The Rev Dr Tan’s workshop put the spotlight on whether missionaries were being sent by churches with sufficient understanding of the resources, material and non-material, required on an ongoing basis to nurture and develop missionaries and their family members throughout the missionary life The Rev Dr Tan shared that the reintegration of the missionary into their home culture was the hardest process. His personal experience was that he needed one-and-a-half years to recalibrate to his home culture – in which time he could not function as per normal.

He also shared about the lack of retirement funds or arrangements such as repurchase of housing and some churches’ expectations of sending missionaries “cheap”. Thus, he suggested that local churches work with the MMS to improve support for missionaries.

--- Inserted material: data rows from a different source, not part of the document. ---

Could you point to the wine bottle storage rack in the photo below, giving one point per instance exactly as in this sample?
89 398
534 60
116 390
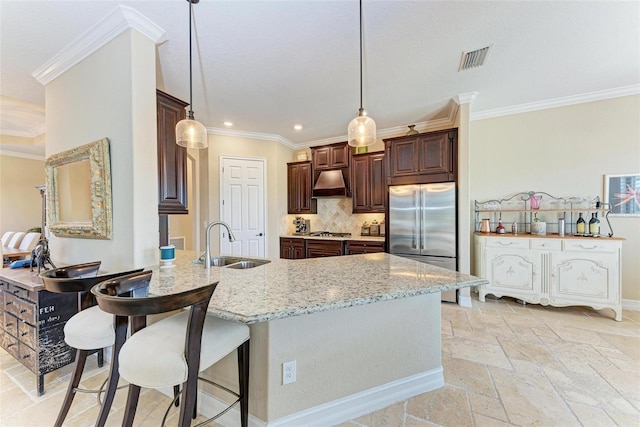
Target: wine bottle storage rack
521 208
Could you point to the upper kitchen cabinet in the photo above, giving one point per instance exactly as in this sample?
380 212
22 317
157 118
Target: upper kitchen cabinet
299 184
368 182
332 156
172 158
422 158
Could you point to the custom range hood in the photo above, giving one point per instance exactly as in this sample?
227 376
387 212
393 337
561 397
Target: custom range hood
330 183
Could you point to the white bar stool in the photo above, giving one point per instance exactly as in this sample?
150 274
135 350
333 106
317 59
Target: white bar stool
172 351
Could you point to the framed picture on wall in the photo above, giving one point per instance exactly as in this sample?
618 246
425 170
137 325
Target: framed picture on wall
622 193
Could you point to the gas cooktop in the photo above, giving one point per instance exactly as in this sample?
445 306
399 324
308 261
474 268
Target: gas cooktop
329 234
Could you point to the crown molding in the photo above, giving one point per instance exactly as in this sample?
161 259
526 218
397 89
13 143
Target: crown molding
466 98
24 133
252 135
558 102
29 156
121 19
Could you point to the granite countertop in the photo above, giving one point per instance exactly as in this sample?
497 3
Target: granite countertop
548 236
352 237
285 288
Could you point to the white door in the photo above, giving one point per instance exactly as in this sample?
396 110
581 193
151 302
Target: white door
242 206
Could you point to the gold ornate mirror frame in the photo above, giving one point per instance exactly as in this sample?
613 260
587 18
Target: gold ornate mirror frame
79 192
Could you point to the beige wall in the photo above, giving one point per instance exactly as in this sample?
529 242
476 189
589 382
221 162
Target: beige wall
565 152
276 156
20 203
110 94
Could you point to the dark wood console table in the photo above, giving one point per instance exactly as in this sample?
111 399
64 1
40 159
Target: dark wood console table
32 321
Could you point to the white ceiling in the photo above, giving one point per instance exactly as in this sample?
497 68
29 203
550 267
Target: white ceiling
266 65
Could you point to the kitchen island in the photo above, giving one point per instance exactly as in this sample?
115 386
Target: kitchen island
364 331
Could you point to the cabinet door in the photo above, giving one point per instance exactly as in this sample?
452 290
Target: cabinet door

Opening the conference earlier, the Rev Wesley emphasised that it was imperative for Christians to obey all of Jesus’ commands, which included God’s desire for “all men” to be saved. He referred to the book of Isaiah, through which the Lord reminds all His servants to both preach the Word and intercede for perishing souls.

He said: “The cutting edge for us as disciples of the Lord Jesus is to hold fast to what we believe and proclaim it unashamedly, unreservedly and unrelentingly, making sure that while the message remains unchanged, the method and strategy might evolve with the times.”

MMS Executive Director Rev Lawrence Chua mapped out the path along which the MMS had grown, beginning with cultivating opportunities and relationships in the first 10 years, equipping believers in the next 10 years, and finally accelerating church planting efforts in the 10 years ahead.

The Rev Wesley closed the conference with a short message in which he drove home the point that each Christian is a co-builder fulfilling the job given to him by God. He exhorted the attendees to “get involved, get interested, get invested” in the crucial work of missions, pointing out that whatever skills they lack, every Christian can get involved in the “closet ministry” – that of interceding for God’s work in missions.